Cesar Ancelle Hansen

Description:

Cesar Ancelle Hansen has been immersed in photography since his infancy. At the time his mother was an Artistic Director for major French media organizations. Issues of "LIFE" magazine stacked on his parents' reading table gave him the impetus and the will to do it himself.

Cesar began taking traditional pictures in his teenage years, before dedicating all his free-time to photography in 1996. A surfer himself, he is lured to the ocean everyday, either in Biarritz France, his current hometown, or on any beach in the world. His camera is never far away, ready to freeze moments of life - capture fragments of reality - to build his unique vision of the world.

Where do you live?
Biarritz, France.

Are you a pro or an amateur photographer?
Amateur.

What is your job?
I am a doctor.

You surf, when did you catch your first wave?
In Corsica, a small island in France in 1996 (thank you Daddy). It was with my brother, we shared an ugly bodyboard.

What is your local surf spot?
Biarritz, La Cote Des Basques. I surf there everyday if there are waves. It's also my number one spot for taking pictures.

So you're a real beach person?
Yes. I love the beach. I think it's an incredible place, where a lot of different people mix together, where you feel really free. I like the social exhibitionism side of it as well. It's such a scene: kids playing ball, old nudists (yes, in France it is allowed,) fat people drinking beer (yes, in France drinking on the beach is allowed as well.) Everybody is an element of a great stage, as much as the ocean and the swell.

You take pictures all over the world, where was your last trip?
New York City.

Not really a beach town!
I like taking pictures in beautiful beach landscapes, but also in the most filthy of places. New York is full of them. I try to make them look beautiful in my pictures. In general, I believe there are shots to be taken everywhere. Yet surfing is what fascinates me the most, because you can find everything in it: lights, action, elements. I recently learnt the definition of the oceanic feeling: it corresponds to the feeling of making one with the universe.
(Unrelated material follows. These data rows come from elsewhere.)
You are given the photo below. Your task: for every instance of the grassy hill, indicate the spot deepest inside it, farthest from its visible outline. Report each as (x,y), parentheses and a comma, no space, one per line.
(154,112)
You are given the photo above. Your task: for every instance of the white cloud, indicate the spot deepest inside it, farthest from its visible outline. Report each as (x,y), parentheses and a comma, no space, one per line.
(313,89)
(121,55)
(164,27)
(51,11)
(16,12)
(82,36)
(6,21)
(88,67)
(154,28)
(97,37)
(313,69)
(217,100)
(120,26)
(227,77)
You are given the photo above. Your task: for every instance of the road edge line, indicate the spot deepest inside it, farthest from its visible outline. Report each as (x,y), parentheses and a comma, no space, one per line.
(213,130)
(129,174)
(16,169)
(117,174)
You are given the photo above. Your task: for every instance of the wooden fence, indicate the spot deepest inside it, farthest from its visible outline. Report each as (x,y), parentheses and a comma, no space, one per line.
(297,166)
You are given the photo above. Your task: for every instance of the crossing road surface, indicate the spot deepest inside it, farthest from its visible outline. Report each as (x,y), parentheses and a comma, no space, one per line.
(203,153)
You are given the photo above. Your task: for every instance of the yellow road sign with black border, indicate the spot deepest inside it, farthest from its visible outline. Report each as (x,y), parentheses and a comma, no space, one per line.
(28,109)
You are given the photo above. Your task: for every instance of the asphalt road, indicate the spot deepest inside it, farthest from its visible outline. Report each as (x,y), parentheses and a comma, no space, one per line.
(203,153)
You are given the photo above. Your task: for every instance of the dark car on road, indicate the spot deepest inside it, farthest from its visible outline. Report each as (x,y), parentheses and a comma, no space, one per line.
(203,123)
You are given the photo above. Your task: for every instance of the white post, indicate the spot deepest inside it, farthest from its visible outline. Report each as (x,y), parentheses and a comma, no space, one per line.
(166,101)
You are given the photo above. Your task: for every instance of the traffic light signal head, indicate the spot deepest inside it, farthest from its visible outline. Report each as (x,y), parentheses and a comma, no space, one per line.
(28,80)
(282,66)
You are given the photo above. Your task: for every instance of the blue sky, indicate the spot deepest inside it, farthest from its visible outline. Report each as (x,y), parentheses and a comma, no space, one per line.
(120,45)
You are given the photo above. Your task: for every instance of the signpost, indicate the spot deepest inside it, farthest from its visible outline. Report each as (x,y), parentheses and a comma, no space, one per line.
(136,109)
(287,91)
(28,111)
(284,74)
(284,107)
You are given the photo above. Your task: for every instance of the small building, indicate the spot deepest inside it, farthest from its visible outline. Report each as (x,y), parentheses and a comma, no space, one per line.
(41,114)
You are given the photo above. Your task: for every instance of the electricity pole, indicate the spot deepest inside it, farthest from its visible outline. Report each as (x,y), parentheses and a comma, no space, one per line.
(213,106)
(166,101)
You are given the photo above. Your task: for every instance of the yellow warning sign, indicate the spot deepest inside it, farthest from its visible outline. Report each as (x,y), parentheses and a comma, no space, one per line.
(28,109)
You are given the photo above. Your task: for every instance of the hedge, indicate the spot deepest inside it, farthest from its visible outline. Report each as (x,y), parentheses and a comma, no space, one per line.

This is the feeling I am looking for in photography and surf. You are on a wave or in a place; you feel good; you don't think about anything; you make one with the element. I am not a big fan of the Bodhi-style philosophy (RIP bro), but all that is true. Photography gives you the opportunity to immortalize a vision, but also a sensation, a feeling.

What is the purpose of art?
To me, it is simply to make myself and other people happy. Maybe also to give the world a better image, by idealizing it in one shot.

What matters the most to you?
My friends and my little family. I am father of a little boy named Noe and about to have my second child.